Bu söylenilenler ilerisi için umut vericidir ve Türkiye’yi bunalımdan elbette kurtaracak adımlardır ama ufak ve mâsum bir soru:
Cerablus ve Afrin’e götürülen yol, su ve elektrik masrafları için AB’den gelecek olan 3 milyar avro yetecek midir yoksa fazlası Edirne’nin Havsa ilçesi Hasköy’ündeki Ahmet Amca’nın cebinden mi çıkacaktır?
Ve zurnanın zart dediği yer;
9. 24 Haziran seçiminde oy yüzdesi (11.7) ve vekil sayısı bakımından (67) MilliyetçiHP’nin önünde yer alan HDP sadece Kürtçe yayınlanan bir mesajda, “İdamlarının 93. yılında Şeyh Sait Efendi ve 47 yol arkadaşını saygıyla anıyor ve katillerini bir kez daha kınıyor ve lanetliyoruz” ifadelerini kullanmış.
(Şeyh Sait için bakınız Emin Çölaşan;
Kıbrıs’la başladık ama daha/henüz Kıbrıs’a gelemedik, değil mi?
Öyle ama bunları gözden geçirmeden, hatırlamadan Rusya’nın BM Daimi Temsilcisinin söylediği söz sanki havada kalacaktı.
Ne demişti Vassily Nebenzia?
“24 Haziran seçimlerinin Kıbrıs sorununda sürece ivme kazandırmasını umut ediyoruz”.
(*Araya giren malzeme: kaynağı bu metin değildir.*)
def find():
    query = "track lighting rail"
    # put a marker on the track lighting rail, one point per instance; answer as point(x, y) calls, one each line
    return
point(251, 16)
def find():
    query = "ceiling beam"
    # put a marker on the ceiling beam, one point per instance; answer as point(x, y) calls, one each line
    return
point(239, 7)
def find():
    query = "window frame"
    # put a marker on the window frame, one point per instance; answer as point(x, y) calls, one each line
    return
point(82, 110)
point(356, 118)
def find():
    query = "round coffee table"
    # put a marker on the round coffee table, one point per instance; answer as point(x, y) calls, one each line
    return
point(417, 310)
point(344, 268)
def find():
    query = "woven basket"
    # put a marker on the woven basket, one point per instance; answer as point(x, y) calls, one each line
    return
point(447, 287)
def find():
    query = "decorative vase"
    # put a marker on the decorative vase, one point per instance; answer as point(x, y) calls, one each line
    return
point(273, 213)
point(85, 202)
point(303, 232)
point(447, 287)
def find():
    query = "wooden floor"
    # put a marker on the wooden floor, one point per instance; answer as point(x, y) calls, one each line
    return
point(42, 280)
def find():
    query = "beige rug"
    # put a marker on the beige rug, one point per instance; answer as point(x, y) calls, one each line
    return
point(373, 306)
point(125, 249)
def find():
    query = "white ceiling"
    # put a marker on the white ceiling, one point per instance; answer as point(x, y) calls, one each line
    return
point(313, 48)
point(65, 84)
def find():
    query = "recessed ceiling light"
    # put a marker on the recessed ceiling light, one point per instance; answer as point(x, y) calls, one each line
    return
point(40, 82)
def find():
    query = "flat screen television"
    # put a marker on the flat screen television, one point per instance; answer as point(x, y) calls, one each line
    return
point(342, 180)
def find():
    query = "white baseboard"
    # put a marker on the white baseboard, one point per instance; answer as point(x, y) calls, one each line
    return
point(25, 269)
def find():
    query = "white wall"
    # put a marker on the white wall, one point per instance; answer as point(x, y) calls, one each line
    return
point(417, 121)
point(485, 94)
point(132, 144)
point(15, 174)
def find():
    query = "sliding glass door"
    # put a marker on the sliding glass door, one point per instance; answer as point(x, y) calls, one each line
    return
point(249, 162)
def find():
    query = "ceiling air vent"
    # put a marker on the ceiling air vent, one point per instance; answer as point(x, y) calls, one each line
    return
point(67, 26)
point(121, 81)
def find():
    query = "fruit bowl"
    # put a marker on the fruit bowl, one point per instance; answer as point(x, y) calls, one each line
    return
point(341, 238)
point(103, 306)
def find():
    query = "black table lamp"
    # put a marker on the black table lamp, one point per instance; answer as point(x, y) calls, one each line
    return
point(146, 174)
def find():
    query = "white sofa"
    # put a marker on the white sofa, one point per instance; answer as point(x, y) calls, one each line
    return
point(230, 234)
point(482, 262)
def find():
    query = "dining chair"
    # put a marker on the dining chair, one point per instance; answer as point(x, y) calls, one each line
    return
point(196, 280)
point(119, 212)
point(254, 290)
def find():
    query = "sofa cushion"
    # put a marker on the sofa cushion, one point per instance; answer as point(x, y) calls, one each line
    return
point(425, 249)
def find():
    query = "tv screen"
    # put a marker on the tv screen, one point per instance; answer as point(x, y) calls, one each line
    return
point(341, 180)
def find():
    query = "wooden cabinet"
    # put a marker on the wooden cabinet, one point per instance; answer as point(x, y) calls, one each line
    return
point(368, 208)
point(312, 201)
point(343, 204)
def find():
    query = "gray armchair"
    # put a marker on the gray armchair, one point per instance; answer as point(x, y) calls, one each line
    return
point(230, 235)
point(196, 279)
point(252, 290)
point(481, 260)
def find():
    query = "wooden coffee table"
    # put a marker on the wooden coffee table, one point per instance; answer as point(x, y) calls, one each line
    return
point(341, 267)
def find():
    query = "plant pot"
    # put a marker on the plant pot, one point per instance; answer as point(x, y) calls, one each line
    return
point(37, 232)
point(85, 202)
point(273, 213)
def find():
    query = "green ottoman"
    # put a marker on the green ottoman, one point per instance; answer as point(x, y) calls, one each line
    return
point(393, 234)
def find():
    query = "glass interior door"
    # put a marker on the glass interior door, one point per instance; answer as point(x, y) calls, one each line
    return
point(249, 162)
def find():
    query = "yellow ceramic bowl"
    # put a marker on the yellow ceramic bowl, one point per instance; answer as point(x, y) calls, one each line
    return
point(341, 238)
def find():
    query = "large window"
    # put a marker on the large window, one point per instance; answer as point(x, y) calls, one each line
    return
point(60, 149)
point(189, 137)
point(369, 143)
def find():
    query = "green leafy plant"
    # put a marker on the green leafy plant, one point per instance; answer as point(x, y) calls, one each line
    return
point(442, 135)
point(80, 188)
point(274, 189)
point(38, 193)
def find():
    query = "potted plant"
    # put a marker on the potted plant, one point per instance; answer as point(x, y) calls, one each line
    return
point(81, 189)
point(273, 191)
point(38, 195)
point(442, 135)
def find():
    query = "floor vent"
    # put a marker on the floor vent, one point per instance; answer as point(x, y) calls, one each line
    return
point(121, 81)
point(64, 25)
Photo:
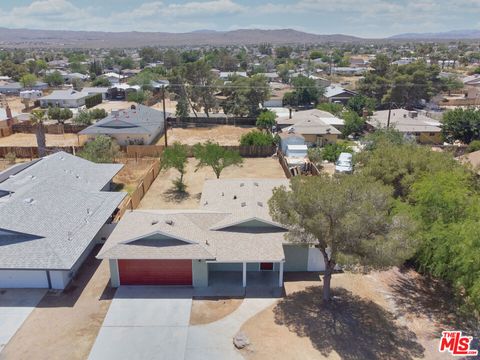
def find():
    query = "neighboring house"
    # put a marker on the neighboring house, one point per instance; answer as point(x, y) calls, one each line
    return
point(411, 124)
point(317, 127)
point(140, 125)
point(97, 90)
point(64, 99)
point(53, 211)
point(231, 238)
point(338, 94)
point(114, 78)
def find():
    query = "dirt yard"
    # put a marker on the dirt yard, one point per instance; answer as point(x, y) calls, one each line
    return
point(20, 139)
point(390, 314)
point(161, 196)
point(65, 325)
point(223, 134)
point(133, 171)
point(207, 310)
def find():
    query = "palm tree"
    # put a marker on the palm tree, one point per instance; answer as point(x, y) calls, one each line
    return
point(38, 116)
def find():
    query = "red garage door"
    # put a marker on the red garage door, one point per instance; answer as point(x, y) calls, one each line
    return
point(155, 272)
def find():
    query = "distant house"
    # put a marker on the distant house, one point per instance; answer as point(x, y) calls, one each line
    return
point(317, 127)
point(53, 211)
point(97, 90)
point(410, 123)
point(140, 125)
point(338, 94)
point(64, 99)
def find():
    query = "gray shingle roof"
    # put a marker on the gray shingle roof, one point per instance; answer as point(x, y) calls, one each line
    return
point(208, 233)
point(52, 211)
point(142, 120)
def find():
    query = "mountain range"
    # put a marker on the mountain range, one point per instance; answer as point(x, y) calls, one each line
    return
point(97, 39)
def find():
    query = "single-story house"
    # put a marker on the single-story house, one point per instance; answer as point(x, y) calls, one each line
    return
point(338, 94)
point(317, 127)
point(97, 90)
point(231, 235)
point(64, 99)
point(423, 129)
point(140, 125)
point(53, 211)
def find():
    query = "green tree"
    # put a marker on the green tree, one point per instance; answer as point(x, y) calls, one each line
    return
point(256, 138)
point(28, 80)
point(54, 79)
point(176, 156)
point(215, 156)
point(37, 119)
point(350, 219)
point(266, 120)
point(102, 149)
point(461, 124)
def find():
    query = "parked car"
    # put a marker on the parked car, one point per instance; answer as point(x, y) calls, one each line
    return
point(344, 164)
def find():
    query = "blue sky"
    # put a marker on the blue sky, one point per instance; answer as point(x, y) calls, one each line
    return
point(367, 18)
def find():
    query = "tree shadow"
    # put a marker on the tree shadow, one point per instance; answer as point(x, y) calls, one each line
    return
point(353, 327)
point(173, 195)
point(434, 299)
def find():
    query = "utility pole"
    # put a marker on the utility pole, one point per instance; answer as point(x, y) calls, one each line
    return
point(389, 113)
point(164, 116)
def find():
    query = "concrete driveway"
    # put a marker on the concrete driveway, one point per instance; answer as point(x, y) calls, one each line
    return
point(145, 323)
point(15, 306)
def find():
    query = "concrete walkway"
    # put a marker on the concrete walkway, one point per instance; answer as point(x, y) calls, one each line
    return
point(145, 323)
point(214, 341)
point(15, 306)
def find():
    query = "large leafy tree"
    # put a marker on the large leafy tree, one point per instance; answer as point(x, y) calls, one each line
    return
point(215, 156)
point(176, 156)
point(461, 124)
point(348, 218)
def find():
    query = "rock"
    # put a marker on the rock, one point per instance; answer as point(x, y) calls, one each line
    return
point(240, 340)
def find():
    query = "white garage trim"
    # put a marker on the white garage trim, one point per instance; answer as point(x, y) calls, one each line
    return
point(23, 279)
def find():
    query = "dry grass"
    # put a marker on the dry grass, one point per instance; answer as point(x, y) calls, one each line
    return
point(65, 325)
point(389, 314)
point(161, 196)
point(223, 134)
point(208, 310)
point(28, 140)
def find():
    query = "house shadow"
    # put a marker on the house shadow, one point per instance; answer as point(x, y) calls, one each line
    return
point(351, 326)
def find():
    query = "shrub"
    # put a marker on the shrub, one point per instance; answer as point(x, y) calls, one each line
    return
point(256, 138)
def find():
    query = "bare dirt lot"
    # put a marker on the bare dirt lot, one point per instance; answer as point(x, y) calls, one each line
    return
point(222, 134)
point(65, 325)
point(383, 315)
point(161, 196)
point(207, 310)
point(20, 139)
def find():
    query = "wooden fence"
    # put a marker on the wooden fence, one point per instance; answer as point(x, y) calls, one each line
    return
point(31, 152)
point(132, 200)
point(49, 129)
point(137, 151)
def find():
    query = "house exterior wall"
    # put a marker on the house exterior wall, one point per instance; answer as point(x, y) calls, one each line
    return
point(114, 277)
point(296, 257)
point(199, 273)
point(23, 279)
point(426, 138)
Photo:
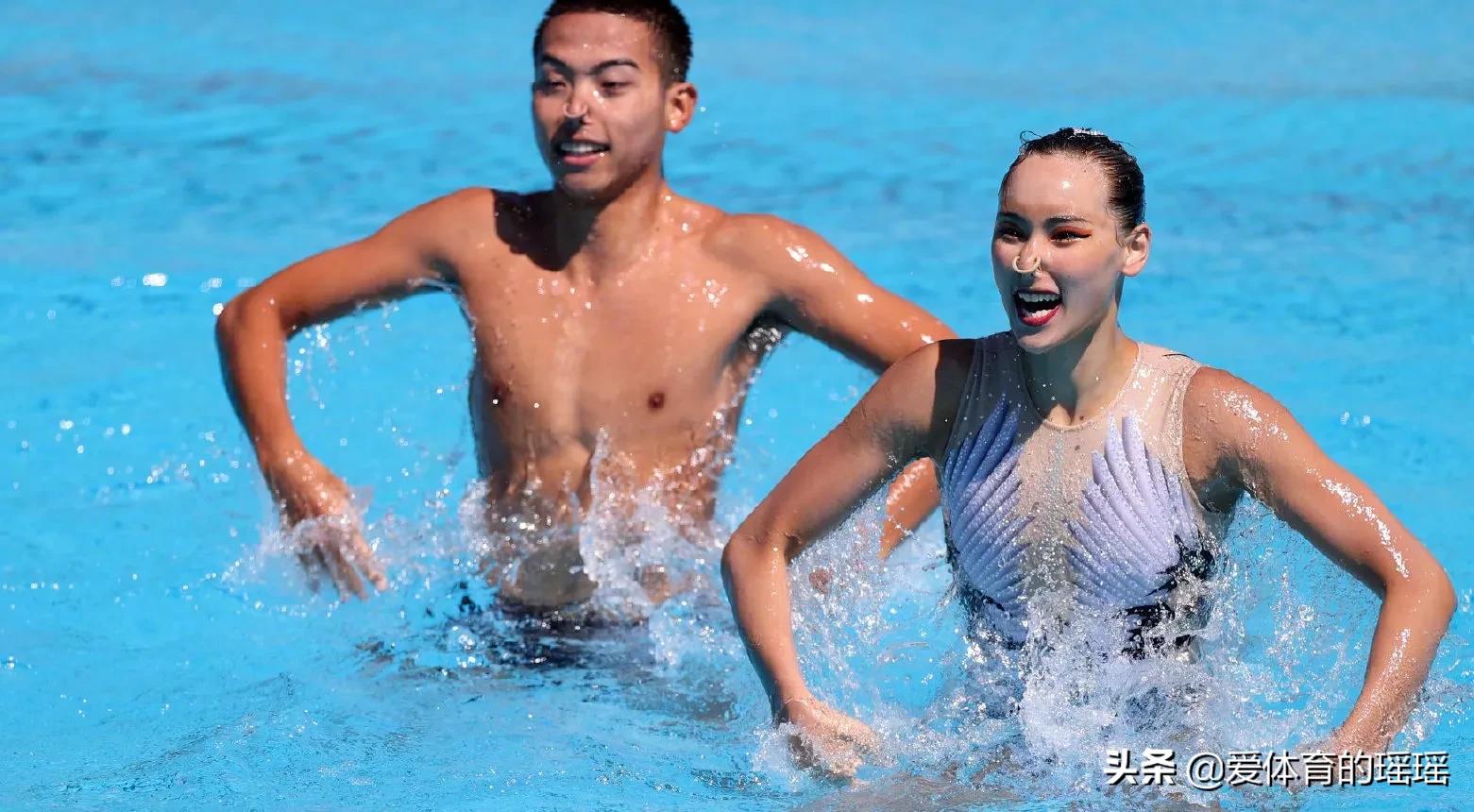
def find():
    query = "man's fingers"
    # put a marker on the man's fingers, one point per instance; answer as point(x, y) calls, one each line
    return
point(313, 567)
point(344, 573)
point(365, 562)
point(859, 733)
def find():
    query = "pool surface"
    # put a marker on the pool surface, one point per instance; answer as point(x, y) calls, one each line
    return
point(1308, 174)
Avrupa Türkiye’ye karşı ayağa kalkmışken yukarıda sıraladığımız 9 maddenin, Kıbrıs sorunu ve süreçle bir ilgisi olduğunu düşünerek mi karşılığında Türkiye’nin “geciken” bir adım atabileceğini düşünüyor acaba Tavariş Nebenzia?
Bu kadar problem içinde “önceliği” Kıbrıs’a neden verdi Nebenzia?